Nmap Development mailing list archives

Re: [RFC] NSE pack/unpack library


From: Fyodor <fyodor () insecure org>
Date: Thu, 19 Jun 2008 17:26:35 -0700

On Fri, Jun 20, 2008 at 12:29:54AM +0200, Philip Pickering wrote:
Hi!

I've started working on a NSE library for handling binary data,
comparable to the perl pack/unpack functions.
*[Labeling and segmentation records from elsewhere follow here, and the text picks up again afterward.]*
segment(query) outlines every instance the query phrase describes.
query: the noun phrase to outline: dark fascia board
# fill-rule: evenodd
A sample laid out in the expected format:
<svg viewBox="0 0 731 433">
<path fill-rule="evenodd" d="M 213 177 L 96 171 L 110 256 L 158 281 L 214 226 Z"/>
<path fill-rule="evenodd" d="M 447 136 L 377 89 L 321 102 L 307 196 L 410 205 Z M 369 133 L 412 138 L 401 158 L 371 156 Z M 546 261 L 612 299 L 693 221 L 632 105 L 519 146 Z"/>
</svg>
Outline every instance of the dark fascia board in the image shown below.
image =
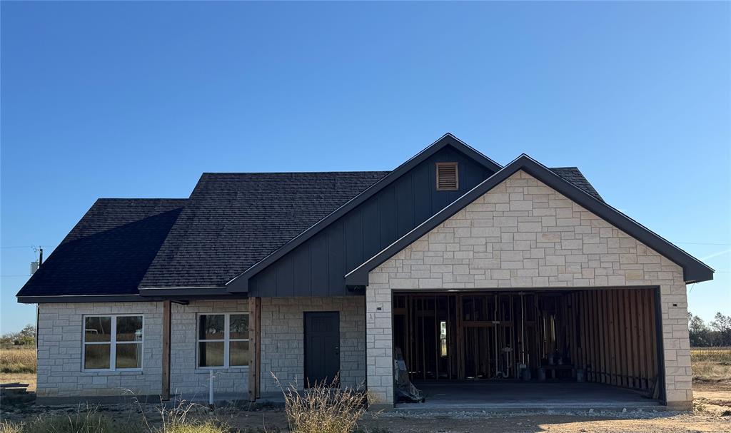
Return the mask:
<svg viewBox="0 0 731 433">
<path fill-rule="evenodd" d="M 154 288 L 140 291 L 139 295 L 61 295 L 44 296 L 18 296 L 21 304 L 59 304 L 65 302 L 146 302 L 167 300 L 246 299 L 246 294 L 232 294 L 226 288 Z"/>
<path fill-rule="evenodd" d="M 143 297 L 162 296 L 164 298 L 181 296 L 205 296 L 230 295 L 225 287 L 170 287 L 140 288 L 140 296 Z"/>
<path fill-rule="evenodd" d="M 637 239 L 683 268 L 686 283 L 713 279 L 713 269 L 609 204 L 597 200 L 523 153 L 447 207 L 414 228 L 345 276 L 349 287 L 368 286 L 368 273 L 518 170 L 523 170 L 587 210 Z"/>
<path fill-rule="evenodd" d="M 469 146 L 451 134 L 447 133 L 442 136 L 442 138 L 428 146 L 425 149 L 396 167 L 396 169 L 395 169 L 393 172 L 386 175 L 386 176 L 374 185 L 371 185 L 368 189 L 351 199 L 347 203 L 335 210 L 332 213 L 316 223 L 307 230 L 305 230 L 296 236 L 289 242 L 284 244 L 284 245 L 281 248 L 265 257 L 263 259 L 254 264 L 243 273 L 238 275 L 232 280 L 227 283 L 226 287 L 228 288 L 228 291 L 231 293 L 248 292 L 249 278 L 272 263 L 276 261 L 279 258 L 289 251 L 295 249 L 295 248 L 298 245 L 302 244 L 319 233 L 323 229 L 335 222 L 340 217 L 355 209 L 355 207 L 373 196 L 376 193 L 393 183 L 395 180 L 404 175 L 404 173 L 417 166 L 427 158 L 431 156 L 448 145 L 451 145 L 493 172 L 497 172 L 502 168 L 500 164 L 495 162 L 492 159 L 490 159 L 485 155 L 482 155 L 474 147 Z"/>
<path fill-rule="evenodd" d="M 21 304 L 61 304 L 65 302 L 143 302 L 162 301 L 162 298 L 143 298 L 140 295 L 61 295 L 17 296 Z"/>
</svg>

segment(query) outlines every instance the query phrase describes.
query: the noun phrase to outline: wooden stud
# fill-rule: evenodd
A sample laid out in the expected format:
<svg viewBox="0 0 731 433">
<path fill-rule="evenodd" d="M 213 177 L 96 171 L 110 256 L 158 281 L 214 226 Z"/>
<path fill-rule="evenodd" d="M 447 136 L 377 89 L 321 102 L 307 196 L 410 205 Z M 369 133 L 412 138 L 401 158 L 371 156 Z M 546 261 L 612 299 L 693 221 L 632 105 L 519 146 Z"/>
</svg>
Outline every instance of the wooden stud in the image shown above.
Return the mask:
<svg viewBox="0 0 731 433">
<path fill-rule="evenodd" d="M 170 399 L 170 328 L 173 305 L 162 302 L 162 392 L 164 401 Z"/>
<path fill-rule="evenodd" d="M 261 362 L 261 298 L 249 298 L 249 401 L 260 396 Z"/>
</svg>

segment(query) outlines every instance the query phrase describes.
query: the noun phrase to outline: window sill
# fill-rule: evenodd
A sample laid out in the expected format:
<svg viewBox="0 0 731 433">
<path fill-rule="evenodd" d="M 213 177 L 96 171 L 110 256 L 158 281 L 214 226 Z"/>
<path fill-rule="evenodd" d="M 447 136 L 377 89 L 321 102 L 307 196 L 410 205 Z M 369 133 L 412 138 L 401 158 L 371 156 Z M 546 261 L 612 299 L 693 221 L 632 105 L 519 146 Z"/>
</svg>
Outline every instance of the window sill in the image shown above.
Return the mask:
<svg viewBox="0 0 731 433">
<path fill-rule="evenodd" d="M 124 369 L 118 370 L 81 370 L 82 373 L 91 373 L 94 375 L 101 375 L 102 376 L 116 376 L 116 375 L 141 375 L 143 374 L 142 369 Z"/>
<path fill-rule="evenodd" d="M 243 373 L 249 371 L 249 367 L 199 367 L 195 369 L 197 375 L 210 374 L 209 372 L 217 373 Z"/>
</svg>

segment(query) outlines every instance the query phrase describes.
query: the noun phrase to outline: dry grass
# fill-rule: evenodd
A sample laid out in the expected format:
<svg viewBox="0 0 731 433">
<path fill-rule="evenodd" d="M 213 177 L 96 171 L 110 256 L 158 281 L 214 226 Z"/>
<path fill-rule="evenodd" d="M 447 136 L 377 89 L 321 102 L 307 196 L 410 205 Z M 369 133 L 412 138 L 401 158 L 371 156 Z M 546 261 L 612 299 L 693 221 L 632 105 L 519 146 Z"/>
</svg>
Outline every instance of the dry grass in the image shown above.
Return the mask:
<svg viewBox="0 0 731 433">
<path fill-rule="evenodd" d="M 0 372 L 36 372 L 35 348 L 0 349 Z"/>
<path fill-rule="evenodd" d="M 66 415 L 39 416 L 28 423 L 4 422 L 0 424 L 3 433 L 125 433 L 139 432 L 129 423 L 114 421 L 100 413 L 97 407 L 80 407 L 74 413 Z"/>
<path fill-rule="evenodd" d="M 690 356 L 693 379 L 731 380 L 731 348 L 694 348 Z"/>
<path fill-rule="evenodd" d="M 318 383 L 300 391 L 297 384 L 284 388 L 289 429 L 295 433 L 349 433 L 366 412 L 366 394 L 350 388 L 337 388 L 338 378 L 330 383 Z"/>
</svg>

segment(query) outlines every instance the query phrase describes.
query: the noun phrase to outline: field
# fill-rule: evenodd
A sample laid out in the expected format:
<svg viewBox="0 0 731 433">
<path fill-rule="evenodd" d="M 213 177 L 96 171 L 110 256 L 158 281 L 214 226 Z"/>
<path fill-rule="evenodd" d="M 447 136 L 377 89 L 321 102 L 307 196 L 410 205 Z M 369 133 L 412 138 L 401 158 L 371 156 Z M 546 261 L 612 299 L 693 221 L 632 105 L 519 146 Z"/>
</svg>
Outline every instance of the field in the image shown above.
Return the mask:
<svg viewBox="0 0 731 433">
<path fill-rule="evenodd" d="M 34 350 L 0 349 L 0 382 L 23 382 L 32 384 L 34 389 L 35 351 Z M 416 433 L 418 432 L 466 432 L 501 431 L 504 433 L 523 432 L 727 432 L 731 423 L 731 348 L 720 349 L 693 349 L 693 381 L 695 401 L 692 413 L 656 413 L 628 412 L 626 413 L 423 413 L 405 415 L 396 413 L 366 413 L 359 422 L 360 433 Z M 91 410 L 75 406 L 42 407 L 26 406 L 12 407 L 3 405 L 0 419 L 3 421 L 33 421 L 69 424 L 69 420 L 92 420 L 99 425 L 108 422 L 117 429 L 89 429 L 94 432 L 152 432 L 159 428 L 154 421 L 159 418 L 159 407 L 111 405 L 92 407 Z M 65 421 L 64 420 L 66 420 Z M 276 408 L 249 410 L 249 408 L 222 409 L 213 414 L 197 407 L 190 411 L 190 423 L 208 421 L 207 427 L 189 426 L 189 429 L 169 432 L 205 432 L 210 433 L 253 433 L 259 432 L 287 432 L 288 424 L 284 410 Z M 228 427 L 214 426 L 223 424 Z M 155 427 L 157 425 L 158 427 Z M 40 430 L 39 429 L 40 429 Z M 29 424 L 25 430 L 12 430 L 0 424 L 0 432 L 53 431 L 55 426 Z M 75 430 L 80 431 L 80 430 Z"/>
<path fill-rule="evenodd" d="M 36 390 L 36 350 L 34 348 L 0 348 L 0 383 L 28 383 Z"/>
</svg>

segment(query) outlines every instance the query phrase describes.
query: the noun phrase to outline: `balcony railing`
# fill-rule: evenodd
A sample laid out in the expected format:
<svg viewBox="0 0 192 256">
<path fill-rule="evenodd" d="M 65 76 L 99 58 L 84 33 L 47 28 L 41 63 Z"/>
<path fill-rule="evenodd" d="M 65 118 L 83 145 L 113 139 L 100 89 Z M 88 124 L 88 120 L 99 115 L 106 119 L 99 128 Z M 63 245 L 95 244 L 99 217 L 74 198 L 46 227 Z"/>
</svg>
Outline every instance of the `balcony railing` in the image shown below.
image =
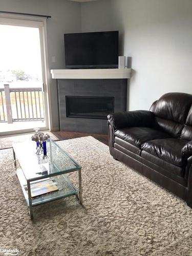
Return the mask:
<svg viewBox="0 0 192 256">
<path fill-rule="evenodd" d="M 42 89 L 0 89 L 0 122 L 45 120 Z"/>
</svg>

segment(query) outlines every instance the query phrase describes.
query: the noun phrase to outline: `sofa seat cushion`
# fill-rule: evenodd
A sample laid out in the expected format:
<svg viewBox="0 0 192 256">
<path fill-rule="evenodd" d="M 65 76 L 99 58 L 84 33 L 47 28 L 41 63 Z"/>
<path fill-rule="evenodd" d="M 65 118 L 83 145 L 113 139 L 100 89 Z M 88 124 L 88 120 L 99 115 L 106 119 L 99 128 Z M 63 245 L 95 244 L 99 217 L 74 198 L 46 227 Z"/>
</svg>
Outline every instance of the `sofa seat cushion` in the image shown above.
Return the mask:
<svg viewBox="0 0 192 256">
<path fill-rule="evenodd" d="M 123 128 L 116 130 L 115 136 L 139 148 L 145 141 L 171 137 L 166 133 L 148 127 Z"/>
<path fill-rule="evenodd" d="M 142 150 L 168 163 L 183 166 L 186 161 L 181 153 L 181 149 L 186 141 L 179 139 L 161 139 L 147 141 L 141 145 Z"/>
</svg>

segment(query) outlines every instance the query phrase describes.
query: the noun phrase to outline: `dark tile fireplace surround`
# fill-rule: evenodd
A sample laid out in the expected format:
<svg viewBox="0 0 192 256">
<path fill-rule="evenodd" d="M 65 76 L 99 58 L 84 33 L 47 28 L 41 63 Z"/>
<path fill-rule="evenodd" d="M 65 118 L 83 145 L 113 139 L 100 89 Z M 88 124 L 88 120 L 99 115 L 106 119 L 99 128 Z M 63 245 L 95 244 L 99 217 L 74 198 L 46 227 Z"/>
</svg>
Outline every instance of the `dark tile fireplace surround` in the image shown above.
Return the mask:
<svg viewBox="0 0 192 256">
<path fill-rule="evenodd" d="M 127 79 L 58 79 L 61 131 L 106 134 L 106 116 L 126 109 Z"/>
</svg>

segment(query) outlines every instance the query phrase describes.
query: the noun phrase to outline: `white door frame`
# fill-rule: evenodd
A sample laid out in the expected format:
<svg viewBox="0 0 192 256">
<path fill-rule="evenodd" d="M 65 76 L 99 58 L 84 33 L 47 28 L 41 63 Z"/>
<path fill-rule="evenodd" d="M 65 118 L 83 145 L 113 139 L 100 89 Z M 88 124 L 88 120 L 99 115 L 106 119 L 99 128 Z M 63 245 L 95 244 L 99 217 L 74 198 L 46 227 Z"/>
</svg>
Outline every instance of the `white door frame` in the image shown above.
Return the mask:
<svg viewBox="0 0 192 256">
<path fill-rule="evenodd" d="M 47 18 L 31 17 L 17 14 L 5 14 L 0 13 L 0 24 L 38 28 L 39 31 L 41 69 L 44 91 L 45 114 L 47 130 L 53 130 L 51 110 L 51 93 L 50 87 L 50 72 L 48 65 L 47 47 Z M 32 132 L 33 129 L 20 130 L 14 132 L 14 134 Z M 0 132 L 0 135 L 13 134 L 12 132 Z"/>
</svg>

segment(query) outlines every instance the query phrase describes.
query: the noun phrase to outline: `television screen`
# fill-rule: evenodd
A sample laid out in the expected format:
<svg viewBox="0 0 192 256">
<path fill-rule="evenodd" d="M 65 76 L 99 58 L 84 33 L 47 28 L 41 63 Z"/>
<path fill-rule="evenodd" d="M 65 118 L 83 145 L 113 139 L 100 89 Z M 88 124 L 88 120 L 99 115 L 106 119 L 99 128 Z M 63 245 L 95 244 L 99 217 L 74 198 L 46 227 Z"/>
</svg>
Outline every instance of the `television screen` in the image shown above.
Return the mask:
<svg viewBox="0 0 192 256">
<path fill-rule="evenodd" d="M 66 68 L 117 68 L 119 32 L 64 34 Z"/>
</svg>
It's based on the
lpack library and therefore it differs from perl's pack/unpack.

Hi Philip.  Thanks for the details.  I assume that the lpack library
you are starting with is as described at:

http://lua-users.org/wiki/LuaPack
http://www.tecgraf.puc-rio.br/~lhf/ftp/lua/

Are there reasons that we can't use the current lpack library as-is?
When we incorporate third party libraries, it is best to reduce
changes to the minimum necessary.  Among other advantages, that makes
it easy to upgrade them.  When we fix or improve things, it is best to
submit those to the upstream maintainers in the hope that they will
incorporate our changes so we don't have to keep maintaining them.

Of course, sometimes we need functional changes which aren't desirable
upstream.  And sometimes upstream is not maintained and so we end up
maintaining all our changes.  But we try to limit such cases.

Also, I'm not sure there is any need for Perl format compatability,
unless the Perl version is much more powerful in a way which is
important to us.  It may seem that we prefer Perl, since we have a
Perl Compatable Regular Expression library in NSE.  But that was done
because PCRE was already part of Nmap when NSE was added, and Lua's
"patterns" just didn't seem powerful enough for our needs.

Another advantages of limiting the ways that our version diverges is
that we may be able to simply reuse or link to the source library's
documentation.

Now I don't know anything about lpack and I rarely use Perl's
pack/unpack.  So maybe there are important reasons why we need to use
Perl-style.  But if there aren't, I think we should stick with the
format of the source library we use.